Submitted by drewboffeli on Tue, 10/15/2019 - 16:58

This instructor is going way to fast, will be not be a subscriber anymore.

Submitted by charlotte3452 on Wed, 04/01/2020 - 17:44

Why do we only consider the y component for part b)?

Submitted by ShaunDychko on Wed, 04/01/2020 - 21:24

Thank you for the question. The y-component of the tension in each segment of the wire is the only force exerted by the wire on the spider. The horizontal components of the tension are not exerted on the spider, so they have no place in the net Force calculations. Strictly speaking, part (b) does not show a free body diagram of the spider, which perhaps makes it confusing. A free body diagram of the spider would have one arrow down representing gravity, and one arrow of equal length pointing up representing the total of the y-components of the tension in each segment of wire. This means only the y-components appear in our calculations.
Hope this helps,
Shaun

Submitted by ckw666 on Thu, 09/24/2020 - 10:11

Can you explain what the x-components of the wire?

Submitted by pansapinsa on Thu, 08/19/2021 - 22:47

Why the answer only considers tension in 1/2 of the string, not the string as a whole?

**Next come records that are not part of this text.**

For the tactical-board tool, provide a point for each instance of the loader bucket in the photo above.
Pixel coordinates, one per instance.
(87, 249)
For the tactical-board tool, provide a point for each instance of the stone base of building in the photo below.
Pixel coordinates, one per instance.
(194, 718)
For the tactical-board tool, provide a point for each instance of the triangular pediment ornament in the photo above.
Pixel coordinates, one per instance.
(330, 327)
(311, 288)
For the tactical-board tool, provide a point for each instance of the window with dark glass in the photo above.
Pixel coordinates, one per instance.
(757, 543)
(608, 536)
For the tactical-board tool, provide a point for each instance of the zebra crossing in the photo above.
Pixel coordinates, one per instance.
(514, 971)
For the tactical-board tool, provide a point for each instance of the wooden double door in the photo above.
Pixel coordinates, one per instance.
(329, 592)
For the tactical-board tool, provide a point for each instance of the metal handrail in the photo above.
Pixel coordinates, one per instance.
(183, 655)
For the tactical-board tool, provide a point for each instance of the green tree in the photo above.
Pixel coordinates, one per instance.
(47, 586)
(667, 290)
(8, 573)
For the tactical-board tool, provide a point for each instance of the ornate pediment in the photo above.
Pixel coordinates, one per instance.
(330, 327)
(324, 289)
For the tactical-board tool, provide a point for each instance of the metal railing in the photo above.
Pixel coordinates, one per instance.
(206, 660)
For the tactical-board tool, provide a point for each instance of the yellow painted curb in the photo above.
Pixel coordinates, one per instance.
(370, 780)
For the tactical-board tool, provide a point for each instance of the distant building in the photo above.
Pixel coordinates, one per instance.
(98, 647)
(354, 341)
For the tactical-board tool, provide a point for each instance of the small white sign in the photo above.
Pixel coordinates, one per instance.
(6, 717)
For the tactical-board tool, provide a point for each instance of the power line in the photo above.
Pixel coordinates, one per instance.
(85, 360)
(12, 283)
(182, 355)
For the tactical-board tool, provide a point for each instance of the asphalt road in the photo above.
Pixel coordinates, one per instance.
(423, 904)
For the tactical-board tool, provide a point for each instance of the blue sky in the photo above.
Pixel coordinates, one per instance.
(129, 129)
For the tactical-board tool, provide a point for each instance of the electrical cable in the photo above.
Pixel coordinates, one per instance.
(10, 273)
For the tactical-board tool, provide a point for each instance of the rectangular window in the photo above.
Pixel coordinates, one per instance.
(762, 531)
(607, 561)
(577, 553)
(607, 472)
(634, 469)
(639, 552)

Submitted by ShaunDychko on Mon, 08/23/2021 - 14:06

Hi pansapinsa,
Thank you for the question. I think what you mean is why do we consider each half of the string separately? Since we add the y-component of the force due to each half together, we do get the total y-component of force on the spider. The approach of considering each half separately is necessary since we want to know the total force on the point where the spider is positioned, which is the middle. Tension in a stationary string is pulling equally in both directions. Since the strand isn't moving we know the net force is zero. The tension at that point is pulling both up-to-the-right and up-to-the-left, so we need to find the y-component of each of those forces.
Hope this helps a bit,
Shaun